I usually make the hard drives on my virtual machines as small as possible to save disk space on the host. I do this because it is reasonably easy to resize them at a later date (especially if you using LVM). Anyhow here is a quick guide to resizing a qcow2 disk image.
1 – Shutdown the guest.. It’s important to shutdown the vm properly rather than pausing it or forcing it to a stop because you need the file system to be a perfect condition before resizing it.
virsh shutdown hostname
2 – Increase the qcow2 disk. It a simple command to increase the size of the disk. Here I am adding 5GB to an Ubuntu Server disk.
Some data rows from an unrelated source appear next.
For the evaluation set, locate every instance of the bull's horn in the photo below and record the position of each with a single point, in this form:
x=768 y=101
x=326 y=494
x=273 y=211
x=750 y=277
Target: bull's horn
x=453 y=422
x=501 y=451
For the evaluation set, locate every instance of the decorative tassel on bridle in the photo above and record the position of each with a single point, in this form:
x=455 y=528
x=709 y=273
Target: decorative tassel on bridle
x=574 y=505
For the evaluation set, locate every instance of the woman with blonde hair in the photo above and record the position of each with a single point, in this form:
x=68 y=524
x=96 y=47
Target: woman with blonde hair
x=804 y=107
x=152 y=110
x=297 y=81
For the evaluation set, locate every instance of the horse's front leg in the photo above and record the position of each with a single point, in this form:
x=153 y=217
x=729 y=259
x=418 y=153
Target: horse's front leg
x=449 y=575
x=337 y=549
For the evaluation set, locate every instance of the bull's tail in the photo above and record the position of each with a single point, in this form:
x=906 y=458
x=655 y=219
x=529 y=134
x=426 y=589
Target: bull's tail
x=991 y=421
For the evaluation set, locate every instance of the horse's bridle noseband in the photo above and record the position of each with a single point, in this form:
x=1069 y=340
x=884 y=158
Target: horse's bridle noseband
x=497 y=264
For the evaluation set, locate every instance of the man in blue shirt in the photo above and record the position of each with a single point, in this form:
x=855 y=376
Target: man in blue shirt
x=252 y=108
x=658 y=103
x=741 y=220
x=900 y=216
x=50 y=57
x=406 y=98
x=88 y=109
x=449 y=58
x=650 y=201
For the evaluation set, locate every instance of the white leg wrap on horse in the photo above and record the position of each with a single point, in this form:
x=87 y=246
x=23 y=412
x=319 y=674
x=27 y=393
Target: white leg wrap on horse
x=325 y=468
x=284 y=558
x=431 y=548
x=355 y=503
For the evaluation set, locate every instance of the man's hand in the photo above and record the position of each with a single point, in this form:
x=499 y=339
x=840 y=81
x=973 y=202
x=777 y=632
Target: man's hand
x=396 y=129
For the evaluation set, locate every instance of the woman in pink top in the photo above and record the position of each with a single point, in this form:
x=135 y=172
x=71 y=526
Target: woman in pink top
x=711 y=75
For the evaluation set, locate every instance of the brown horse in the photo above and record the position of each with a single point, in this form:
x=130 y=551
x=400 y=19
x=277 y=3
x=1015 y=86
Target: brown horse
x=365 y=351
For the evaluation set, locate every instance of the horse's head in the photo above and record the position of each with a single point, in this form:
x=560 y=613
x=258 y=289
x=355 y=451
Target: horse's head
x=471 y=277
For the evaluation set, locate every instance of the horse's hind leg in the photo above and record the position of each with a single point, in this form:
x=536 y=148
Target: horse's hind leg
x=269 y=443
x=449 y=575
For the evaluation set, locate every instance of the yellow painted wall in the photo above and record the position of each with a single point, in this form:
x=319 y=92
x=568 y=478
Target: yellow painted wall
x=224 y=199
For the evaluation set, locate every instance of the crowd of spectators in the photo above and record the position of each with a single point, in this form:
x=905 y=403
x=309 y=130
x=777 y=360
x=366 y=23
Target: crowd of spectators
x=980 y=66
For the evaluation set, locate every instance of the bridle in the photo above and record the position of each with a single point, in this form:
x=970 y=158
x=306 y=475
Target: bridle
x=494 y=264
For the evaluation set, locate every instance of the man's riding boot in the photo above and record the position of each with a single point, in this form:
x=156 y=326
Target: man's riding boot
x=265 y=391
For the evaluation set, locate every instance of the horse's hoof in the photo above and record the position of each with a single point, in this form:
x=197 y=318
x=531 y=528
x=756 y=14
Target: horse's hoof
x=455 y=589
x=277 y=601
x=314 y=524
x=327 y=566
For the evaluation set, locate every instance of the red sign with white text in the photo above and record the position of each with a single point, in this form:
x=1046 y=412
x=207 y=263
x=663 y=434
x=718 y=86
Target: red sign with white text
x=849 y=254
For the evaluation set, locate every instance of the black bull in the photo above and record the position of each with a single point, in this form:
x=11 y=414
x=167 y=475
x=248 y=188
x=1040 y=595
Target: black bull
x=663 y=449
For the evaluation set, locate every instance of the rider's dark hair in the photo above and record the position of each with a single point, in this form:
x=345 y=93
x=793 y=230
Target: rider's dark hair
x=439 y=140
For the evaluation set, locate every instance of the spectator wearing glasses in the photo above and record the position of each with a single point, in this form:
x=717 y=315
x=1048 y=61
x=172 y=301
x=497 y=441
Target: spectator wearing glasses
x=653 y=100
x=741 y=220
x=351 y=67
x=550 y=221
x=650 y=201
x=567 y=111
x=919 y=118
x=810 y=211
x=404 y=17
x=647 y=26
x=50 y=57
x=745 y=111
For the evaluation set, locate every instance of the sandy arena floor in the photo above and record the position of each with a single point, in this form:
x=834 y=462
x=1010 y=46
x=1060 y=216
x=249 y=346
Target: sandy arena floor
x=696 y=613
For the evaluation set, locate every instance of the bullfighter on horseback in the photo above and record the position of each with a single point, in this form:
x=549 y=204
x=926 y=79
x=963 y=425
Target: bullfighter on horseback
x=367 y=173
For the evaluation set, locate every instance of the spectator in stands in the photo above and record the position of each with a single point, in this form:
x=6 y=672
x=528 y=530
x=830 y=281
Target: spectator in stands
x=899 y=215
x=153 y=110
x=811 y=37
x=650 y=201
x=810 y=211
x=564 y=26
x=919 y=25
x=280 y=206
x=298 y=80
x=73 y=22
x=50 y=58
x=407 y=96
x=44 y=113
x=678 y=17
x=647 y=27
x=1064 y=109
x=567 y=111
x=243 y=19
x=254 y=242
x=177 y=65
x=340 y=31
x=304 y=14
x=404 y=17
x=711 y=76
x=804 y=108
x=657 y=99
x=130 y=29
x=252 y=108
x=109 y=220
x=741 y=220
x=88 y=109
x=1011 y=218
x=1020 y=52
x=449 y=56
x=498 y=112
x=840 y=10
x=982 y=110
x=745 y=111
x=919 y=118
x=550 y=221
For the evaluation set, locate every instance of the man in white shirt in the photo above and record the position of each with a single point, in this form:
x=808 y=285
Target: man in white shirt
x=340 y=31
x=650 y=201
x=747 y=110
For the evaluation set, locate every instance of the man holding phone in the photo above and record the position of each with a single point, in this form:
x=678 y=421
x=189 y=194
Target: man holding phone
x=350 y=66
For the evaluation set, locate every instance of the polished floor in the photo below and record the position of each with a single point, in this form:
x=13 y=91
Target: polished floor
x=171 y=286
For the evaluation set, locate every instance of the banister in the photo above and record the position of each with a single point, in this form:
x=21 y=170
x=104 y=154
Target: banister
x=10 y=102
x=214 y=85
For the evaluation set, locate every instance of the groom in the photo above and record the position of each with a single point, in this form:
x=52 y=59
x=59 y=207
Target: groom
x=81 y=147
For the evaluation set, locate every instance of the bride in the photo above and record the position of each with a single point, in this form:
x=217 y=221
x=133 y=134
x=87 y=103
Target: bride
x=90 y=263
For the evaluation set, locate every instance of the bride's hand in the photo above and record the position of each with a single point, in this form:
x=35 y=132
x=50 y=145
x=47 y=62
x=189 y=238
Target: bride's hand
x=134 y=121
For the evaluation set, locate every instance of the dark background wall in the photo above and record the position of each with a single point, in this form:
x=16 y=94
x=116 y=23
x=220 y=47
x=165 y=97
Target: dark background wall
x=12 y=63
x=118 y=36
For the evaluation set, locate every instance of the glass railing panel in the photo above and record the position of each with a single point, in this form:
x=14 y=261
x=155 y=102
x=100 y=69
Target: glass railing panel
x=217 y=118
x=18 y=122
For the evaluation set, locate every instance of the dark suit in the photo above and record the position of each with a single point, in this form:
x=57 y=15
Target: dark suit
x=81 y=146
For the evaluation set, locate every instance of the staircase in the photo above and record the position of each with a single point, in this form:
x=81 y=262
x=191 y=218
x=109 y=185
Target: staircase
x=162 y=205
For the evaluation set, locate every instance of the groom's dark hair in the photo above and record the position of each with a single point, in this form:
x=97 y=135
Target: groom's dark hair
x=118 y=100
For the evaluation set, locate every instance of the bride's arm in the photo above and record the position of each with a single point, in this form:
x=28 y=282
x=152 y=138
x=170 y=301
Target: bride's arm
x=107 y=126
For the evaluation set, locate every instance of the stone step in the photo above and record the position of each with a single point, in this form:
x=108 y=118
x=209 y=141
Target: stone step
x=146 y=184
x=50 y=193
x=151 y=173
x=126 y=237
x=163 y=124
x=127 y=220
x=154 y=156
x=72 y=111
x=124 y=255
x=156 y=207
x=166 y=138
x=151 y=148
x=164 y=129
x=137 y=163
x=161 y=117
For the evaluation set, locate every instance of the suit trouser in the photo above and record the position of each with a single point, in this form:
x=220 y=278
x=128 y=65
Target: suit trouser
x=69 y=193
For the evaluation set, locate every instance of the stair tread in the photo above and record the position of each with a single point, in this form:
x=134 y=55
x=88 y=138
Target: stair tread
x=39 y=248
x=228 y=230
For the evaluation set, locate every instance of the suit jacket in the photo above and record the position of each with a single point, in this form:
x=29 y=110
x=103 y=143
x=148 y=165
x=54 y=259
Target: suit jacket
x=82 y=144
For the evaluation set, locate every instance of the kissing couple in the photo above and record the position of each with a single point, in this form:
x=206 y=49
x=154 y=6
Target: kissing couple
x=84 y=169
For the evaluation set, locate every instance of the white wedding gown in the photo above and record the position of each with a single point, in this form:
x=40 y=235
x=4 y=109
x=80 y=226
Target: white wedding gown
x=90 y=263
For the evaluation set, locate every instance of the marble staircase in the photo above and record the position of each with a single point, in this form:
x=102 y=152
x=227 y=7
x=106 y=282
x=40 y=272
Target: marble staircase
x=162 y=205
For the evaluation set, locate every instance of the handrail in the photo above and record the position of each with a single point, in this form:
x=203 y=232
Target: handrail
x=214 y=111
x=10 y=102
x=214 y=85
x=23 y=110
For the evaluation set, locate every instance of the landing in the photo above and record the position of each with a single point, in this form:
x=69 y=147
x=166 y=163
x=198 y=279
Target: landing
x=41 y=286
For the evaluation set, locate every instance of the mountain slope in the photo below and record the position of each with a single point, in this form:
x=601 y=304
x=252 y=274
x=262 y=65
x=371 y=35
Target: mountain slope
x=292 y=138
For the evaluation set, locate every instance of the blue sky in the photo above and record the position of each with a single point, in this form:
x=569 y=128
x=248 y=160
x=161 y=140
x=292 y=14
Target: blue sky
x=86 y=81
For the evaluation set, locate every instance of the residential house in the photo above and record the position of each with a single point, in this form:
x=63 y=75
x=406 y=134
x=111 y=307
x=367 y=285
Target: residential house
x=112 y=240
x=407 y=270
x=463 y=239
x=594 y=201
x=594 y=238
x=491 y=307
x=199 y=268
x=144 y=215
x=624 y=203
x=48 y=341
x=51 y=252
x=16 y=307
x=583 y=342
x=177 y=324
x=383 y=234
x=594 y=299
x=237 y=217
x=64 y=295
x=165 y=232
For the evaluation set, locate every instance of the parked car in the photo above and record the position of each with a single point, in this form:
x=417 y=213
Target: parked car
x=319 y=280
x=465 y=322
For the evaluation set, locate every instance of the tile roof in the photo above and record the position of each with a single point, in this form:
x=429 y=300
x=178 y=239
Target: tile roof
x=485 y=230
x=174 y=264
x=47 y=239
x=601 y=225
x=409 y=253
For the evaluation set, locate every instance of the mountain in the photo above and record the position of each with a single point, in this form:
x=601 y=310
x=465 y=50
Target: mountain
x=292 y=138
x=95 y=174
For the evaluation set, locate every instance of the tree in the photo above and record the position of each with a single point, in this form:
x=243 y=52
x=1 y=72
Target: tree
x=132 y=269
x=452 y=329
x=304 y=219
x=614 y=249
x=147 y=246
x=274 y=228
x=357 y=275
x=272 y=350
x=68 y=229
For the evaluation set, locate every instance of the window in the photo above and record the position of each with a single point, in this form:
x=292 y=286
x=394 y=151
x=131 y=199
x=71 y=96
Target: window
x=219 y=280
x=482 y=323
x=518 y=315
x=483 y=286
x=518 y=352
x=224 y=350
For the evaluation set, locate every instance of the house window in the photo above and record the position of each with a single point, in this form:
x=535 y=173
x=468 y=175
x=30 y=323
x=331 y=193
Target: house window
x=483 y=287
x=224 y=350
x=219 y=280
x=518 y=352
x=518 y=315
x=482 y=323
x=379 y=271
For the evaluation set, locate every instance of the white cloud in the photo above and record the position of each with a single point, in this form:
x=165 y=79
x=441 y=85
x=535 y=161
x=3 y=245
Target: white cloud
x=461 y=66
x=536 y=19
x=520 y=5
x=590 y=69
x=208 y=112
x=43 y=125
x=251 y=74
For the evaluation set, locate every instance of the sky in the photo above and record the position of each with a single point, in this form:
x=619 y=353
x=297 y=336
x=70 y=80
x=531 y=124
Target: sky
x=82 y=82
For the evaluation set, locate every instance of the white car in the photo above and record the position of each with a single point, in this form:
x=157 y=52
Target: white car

qemu-img resize ubuntu-server.qcow2 +5GB
3 – Resize the partition Now that the virtual disk has been resized you need to resize the guest’s partitions within the image. I recommend using a small live Linux distrobution such as GParted Live. First download an iso image of GParted and attach it to the virtual machine by editing the vm settings.
virsh edit hostname |
Add a boot order at the top. By default there will be one node that should read:
<boot dev='hd'/> |
Simply change this to:
<boot dev='cdrom'/> |
Add a cdrom after the hard disk. Make sure to change the /path/to/image.iso to the ISO image you want to boot from. If you don’t set this correctly the VM will not boot.
<disk type='file' device='cdrom'/> |
<source file='/mnt/iso/gparted-live-0.16.1-1-i486.iso'/> |
<target dev='hdc' bus='ide'/> |
<readonly/> |
</disk> |
Finally, start the VM and VNC into it. I tend to use Virtual Machine Manager to connect to a VM. It works brilliantly on most Linux machines. You should then be able to use GParted to increase the size of the partition.
4 – Start the VM backup Note: Unless you really need it – I generally edit the VM and remove the cdrom and boot order by reversing the step described above.